Before I brew I lay all of my brewing supplies and equipment out and double check everything. Do the same thing with your paddle. Use a pencil to draw a line down the exact center of your board. Measure your palm to get an idea on how big you want your handle and shaft to be. This is going to be YOUR paddle, make it comfortable for you to use. Evaluate the size of your paddle and make sure you have at least one straight edge. Then tape your chosen stencil to the paddle.
At this point, take a moment to consider your paddle. Is the handle long enough? Is the paddle spoon wide enough? Is your shaft too big? Did you giggle when you thought about your shaft size?
The Cut
Once you are 100 percent committed to the paddle, make your cuts. I had a new dremel so I incorporated a lot of curves into my design. However, I had better luck and found there was more control with just a jig saw.

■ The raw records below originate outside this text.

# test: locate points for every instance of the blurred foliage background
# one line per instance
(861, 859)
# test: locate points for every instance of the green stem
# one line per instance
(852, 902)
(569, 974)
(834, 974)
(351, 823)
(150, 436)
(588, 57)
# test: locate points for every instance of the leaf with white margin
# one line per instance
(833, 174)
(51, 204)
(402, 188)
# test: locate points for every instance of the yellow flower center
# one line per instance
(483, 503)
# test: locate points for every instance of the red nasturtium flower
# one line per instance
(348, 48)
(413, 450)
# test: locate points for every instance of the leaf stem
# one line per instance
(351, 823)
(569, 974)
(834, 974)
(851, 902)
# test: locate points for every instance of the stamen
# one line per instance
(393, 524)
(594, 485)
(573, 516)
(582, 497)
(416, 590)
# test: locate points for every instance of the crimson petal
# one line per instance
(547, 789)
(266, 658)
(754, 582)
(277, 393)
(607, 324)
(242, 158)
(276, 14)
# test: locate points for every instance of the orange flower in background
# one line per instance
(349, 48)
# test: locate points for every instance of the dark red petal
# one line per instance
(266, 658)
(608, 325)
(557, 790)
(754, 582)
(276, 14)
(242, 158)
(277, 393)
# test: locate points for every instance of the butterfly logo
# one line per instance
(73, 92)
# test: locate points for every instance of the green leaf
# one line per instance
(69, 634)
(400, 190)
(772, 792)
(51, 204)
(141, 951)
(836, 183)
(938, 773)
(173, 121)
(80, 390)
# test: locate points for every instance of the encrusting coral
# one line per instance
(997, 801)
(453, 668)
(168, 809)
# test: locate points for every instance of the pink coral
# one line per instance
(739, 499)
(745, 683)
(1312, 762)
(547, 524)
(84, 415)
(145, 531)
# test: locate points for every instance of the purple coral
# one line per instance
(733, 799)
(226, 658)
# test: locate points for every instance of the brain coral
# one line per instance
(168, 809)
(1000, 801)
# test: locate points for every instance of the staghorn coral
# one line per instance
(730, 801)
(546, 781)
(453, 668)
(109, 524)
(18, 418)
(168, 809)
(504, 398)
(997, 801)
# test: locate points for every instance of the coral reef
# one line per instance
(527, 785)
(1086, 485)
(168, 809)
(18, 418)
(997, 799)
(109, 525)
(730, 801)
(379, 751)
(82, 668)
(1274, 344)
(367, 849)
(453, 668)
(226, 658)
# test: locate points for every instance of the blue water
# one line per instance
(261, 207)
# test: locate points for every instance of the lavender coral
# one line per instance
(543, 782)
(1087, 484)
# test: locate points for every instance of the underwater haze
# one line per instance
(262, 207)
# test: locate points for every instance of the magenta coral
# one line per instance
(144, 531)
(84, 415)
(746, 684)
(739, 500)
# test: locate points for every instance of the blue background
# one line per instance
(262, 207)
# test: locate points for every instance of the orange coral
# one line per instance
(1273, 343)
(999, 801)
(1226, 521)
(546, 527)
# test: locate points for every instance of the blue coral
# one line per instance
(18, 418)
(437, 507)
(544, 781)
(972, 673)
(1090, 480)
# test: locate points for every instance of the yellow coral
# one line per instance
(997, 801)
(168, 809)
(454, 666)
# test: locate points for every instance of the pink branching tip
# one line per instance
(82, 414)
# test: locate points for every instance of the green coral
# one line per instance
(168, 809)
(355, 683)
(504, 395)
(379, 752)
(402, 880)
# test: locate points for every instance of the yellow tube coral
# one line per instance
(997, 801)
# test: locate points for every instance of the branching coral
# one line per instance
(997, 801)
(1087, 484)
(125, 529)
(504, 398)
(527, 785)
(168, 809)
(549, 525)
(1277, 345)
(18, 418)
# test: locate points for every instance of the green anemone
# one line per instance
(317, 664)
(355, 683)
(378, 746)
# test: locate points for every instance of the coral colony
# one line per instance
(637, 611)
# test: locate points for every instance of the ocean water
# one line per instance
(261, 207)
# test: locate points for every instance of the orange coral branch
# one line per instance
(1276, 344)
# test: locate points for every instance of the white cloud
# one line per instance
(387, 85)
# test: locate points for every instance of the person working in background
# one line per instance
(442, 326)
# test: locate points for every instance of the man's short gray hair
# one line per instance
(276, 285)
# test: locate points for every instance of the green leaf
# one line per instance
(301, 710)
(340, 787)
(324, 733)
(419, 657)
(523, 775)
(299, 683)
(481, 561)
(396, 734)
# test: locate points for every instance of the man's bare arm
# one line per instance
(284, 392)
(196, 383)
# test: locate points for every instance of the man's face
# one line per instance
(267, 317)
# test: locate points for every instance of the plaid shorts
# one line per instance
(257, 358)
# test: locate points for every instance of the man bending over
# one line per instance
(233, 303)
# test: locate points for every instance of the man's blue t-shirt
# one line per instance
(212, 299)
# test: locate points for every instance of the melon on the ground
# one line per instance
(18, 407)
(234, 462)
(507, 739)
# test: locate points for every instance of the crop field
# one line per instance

When the cutting is done you are going to look upon the new paddle and say, "Dammit, this looks like shit!" The edges will be all splintery, the straight cuts will look like they had been made during the height of a severe epileptic seizure and you will swear your stencil cutout had been done by a beaver on meth.
At least that is what mine looked like.
Giving a Sand Job
In order to slap your paddle into shape it takes sanding. A lot of sanding. You will spend hours slowly sanding your paddle. It will not take long before you will hate sanding. Start with a 60 grit until all the dings and pits are gone, smooth it out with 100 grit and polish with 220.
So this actually happened to me.  I go to my local lumberyard and buy a couple of packs of sandpaper. I take it to the counter and the guy actually said, "Doing some sanding?"
It took all the self control I could muster not to say: "No, masturbating."
The Finish
I have chosen not to finish my paddle. In theory, I could use some sort of food grade mineral oil for a finish but I would rather not add anything oily to my beer, which could effect head retention. I'm going in commando and hope there are no problems.
Be nice with your new paddle. Don't smack anything hard enough to hurt it, just enough to mean business. And even if you ask nicely, it is unlikely your wife will let you take a picture of her butt being smacked.